Table of contents
Introduction
Apache Celeborn is a unified big data intermediate service dedicated to improving the efficiency and elasticity of different map-reduce engines. It provides an elastic, high-efficient management service for intermediate data, including shuffle data, spilled data, result data, etc. Currently, Celeborn is focusing on shuffle data.
In order to improve the elasticity of Spark on Kubernetes and solve the flexibility and stability issues of External Shuffle Service, eBay introduced Celeborn as a Remote Shuffle Service.
The Celeborn cluster itself consists of two components: Celeborn Master and Celeborn Worker. The Worker is responsible for data read and write and reports worker info to the Master through heartbeat.
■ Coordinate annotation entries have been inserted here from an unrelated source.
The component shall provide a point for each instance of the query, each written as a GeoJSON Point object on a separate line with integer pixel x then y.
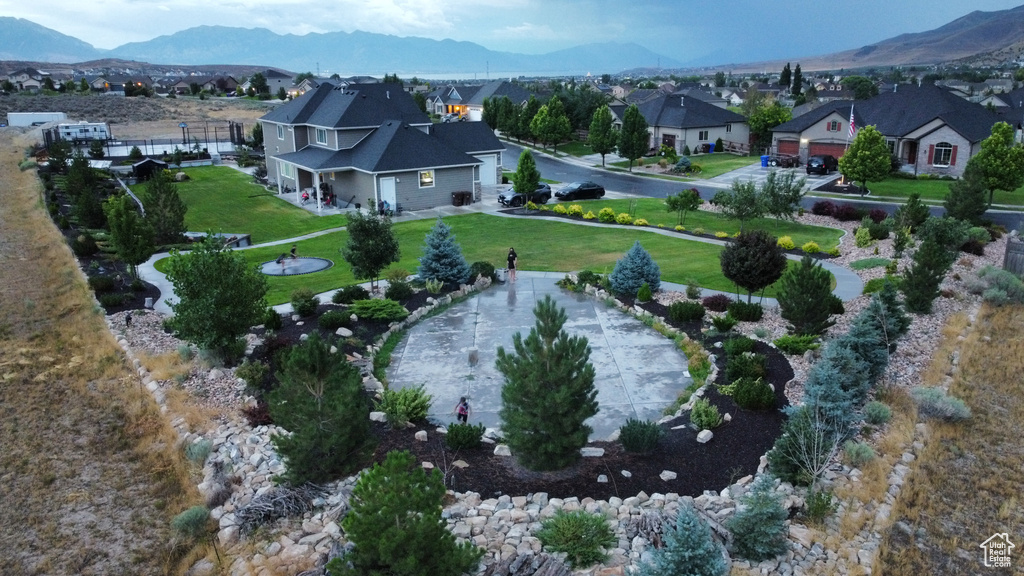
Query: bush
{"type": "Point", "coordinates": [717, 302]}
{"type": "Point", "coordinates": [847, 213]}
{"type": "Point", "coordinates": [759, 529]}
{"type": "Point", "coordinates": [581, 535]}
{"type": "Point", "coordinates": [349, 294]}
{"type": "Point", "coordinates": [643, 294]}
{"type": "Point", "coordinates": [933, 403]}
{"type": "Point", "coordinates": [198, 452]}
{"type": "Point", "coordinates": [404, 405]}
{"type": "Point", "coordinates": [737, 345]}
{"type": "Point", "coordinates": [796, 345]}
{"type": "Point", "coordinates": [398, 291]}
{"type": "Point", "coordinates": [482, 268]}
{"type": "Point", "coordinates": [334, 319]}
{"type": "Point", "coordinates": [877, 413]}
{"type": "Point", "coordinates": [100, 284]}
{"type": "Point", "coordinates": [464, 436]}
{"type": "Point", "coordinates": [724, 323]}
{"type": "Point", "coordinates": [823, 208]}
{"type": "Point", "coordinates": [745, 366]}
{"type": "Point", "coordinates": [744, 312]}
{"type": "Point", "coordinates": [380, 310]}
{"type": "Point", "coordinates": [111, 300]}
{"type": "Point", "coordinates": [192, 524]}
{"type": "Point", "coordinates": [304, 302]}
{"type": "Point", "coordinates": [705, 415]}
{"type": "Point", "coordinates": [685, 312]}
{"type": "Point", "coordinates": [753, 394]}
{"type": "Point", "coordinates": [271, 320]}
{"type": "Point", "coordinates": [857, 453]}
{"type": "Point", "coordinates": [640, 437]}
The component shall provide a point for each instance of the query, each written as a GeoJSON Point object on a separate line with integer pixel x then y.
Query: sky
{"type": "Point", "coordinates": [683, 30]}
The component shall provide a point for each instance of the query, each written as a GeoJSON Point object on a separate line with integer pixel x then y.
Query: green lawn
{"type": "Point", "coordinates": [653, 211]}
{"type": "Point", "coordinates": [542, 246]}
{"type": "Point", "coordinates": [222, 199]}
{"type": "Point", "coordinates": [934, 191]}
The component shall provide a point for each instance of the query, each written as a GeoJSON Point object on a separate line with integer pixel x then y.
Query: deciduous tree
{"type": "Point", "coordinates": [548, 393]}
{"type": "Point", "coordinates": [867, 159]}
{"type": "Point", "coordinates": [220, 296]}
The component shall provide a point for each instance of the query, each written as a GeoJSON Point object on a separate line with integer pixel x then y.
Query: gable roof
{"type": "Point", "coordinates": [393, 147]}
{"type": "Point", "coordinates": [680, 111]}
{"type": "Point", "coordinates": [358, 106]}
{"type": "Point", "coordinates": [909, 108]}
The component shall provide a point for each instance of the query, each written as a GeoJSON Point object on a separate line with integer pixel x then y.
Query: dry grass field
{"type": "Point", "coordinates": [90, 475]}
{"type": "Point", "coordinates": [966, 486]}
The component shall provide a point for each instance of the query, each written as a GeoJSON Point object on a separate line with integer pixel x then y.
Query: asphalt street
{"type": "Point", "coordinates": [567, 171]}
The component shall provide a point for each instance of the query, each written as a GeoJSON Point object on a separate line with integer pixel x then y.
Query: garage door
{"type": "Point", "coordinates": [488, 170]}
{"type": "Point", "coordinates": [821, 148]}
{"type": "Point", "coordinates": [788, 147]}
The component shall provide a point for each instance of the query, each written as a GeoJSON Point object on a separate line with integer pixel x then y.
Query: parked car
{"type": "Point", "coordinates": [784, 161]}
{"type": "Point", "coordinates": [511, 198]}
{"type": "Point", "coordinates": [821, 164]}
{"type": "Point", "coordinates": [581, 191]}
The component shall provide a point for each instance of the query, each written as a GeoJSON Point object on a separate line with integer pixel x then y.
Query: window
{"type": "Point", "coordinates": [943, 154]}
{"type": "Point", "coordinates": [426, 178]}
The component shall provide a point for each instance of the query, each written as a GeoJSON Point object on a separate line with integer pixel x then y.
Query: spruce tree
{"type": "Point", "coordinates": [754, 260]}
{"type": "Point", "coordinates": [396, 527]}
{"type": "Point", "coordinates": [759, 530]}
{"type": "Point", "coordinates": [320, 401]}
{"type": "Point", "coordinates": [805, 298]}
{"type": "Point", "coordinates": [688, 549]}
{"type": "Point", "coordinates": [922, 280]}
{"type": "Point", "coordinates": [633, 270]}
{"type": "Point", "coordinates": [548, 393]}
{"type": "Point", "coordinates": [442, 257]}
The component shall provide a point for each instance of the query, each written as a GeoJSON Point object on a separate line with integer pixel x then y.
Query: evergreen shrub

The Master ensures the consistency of cluster metadata through the RAFT protocol.
For Celeborn Master, we deploy it in a Cloud Native manner. Celeborn Worker is co-located with the NodeManager of existing compute nodes and managed by systemctl. Currently, the largest cluster has nearly 6000 Celeborn Workers.
Due to the large scale of the cluster and the need to patch the OS of the cluster’s Pods every month, meaning the Worker Pods will restart once every month, we need to manage the Celeborn cluster through automation tools to better ensure the stability of the cluster.
Therefore, we have optimized Celeborn’s RESTful API for better integration with automation tools. These improvements will be available in version 0.6.0, along with the celeborn-openapi-client
SDK to assist users in interacting with the new RESTful APIs.
Additionally, since Celeborn 0.5.0, you can view the Swagger UI at http://host:port/swagger
to better understand the usage of the API.
This article will explain how we use automation tools to manage the Celeborn cluster with the latest RESTful API.
Celeborn Master Management
For Celeborn Master, we deploy it on Kubernetes. There is an agent container in the Master pod that communicates with automation tools before and after the restart, triggering the podPreStart
and podPostStart
workflows to determine whether the restart can proceed and whether the service is functioning normally after the restart.
Pre-Restart Workflow for Master Pod
Below is the podPreStart
workflow diagram. First, it determines whether it is within the SLA window. If yes, it waits.
1. Check the Status of the Celeborn Master Cluster
- Since the Master ensures data consistency based on the RAFT protocol, the number of Masters before the restart must be greater than half of the total number plus one. We determine the number of Masters through Prometheus metrics.
- Check that the current cluster has a Master leader by calling the Master API
GET /api/v1/masters
and checking theleader
field in the response. - Confirm that the group size of the current Master cluster is as expected by checking the
masterCommitInfo
field’s size in the response. - Check that the commit index of the current active Masters is consistent by checking the
commitIndex
field in themasterCommitInfo
of the response. If the gap incommitIndex
is greater than a certain threshold, wait.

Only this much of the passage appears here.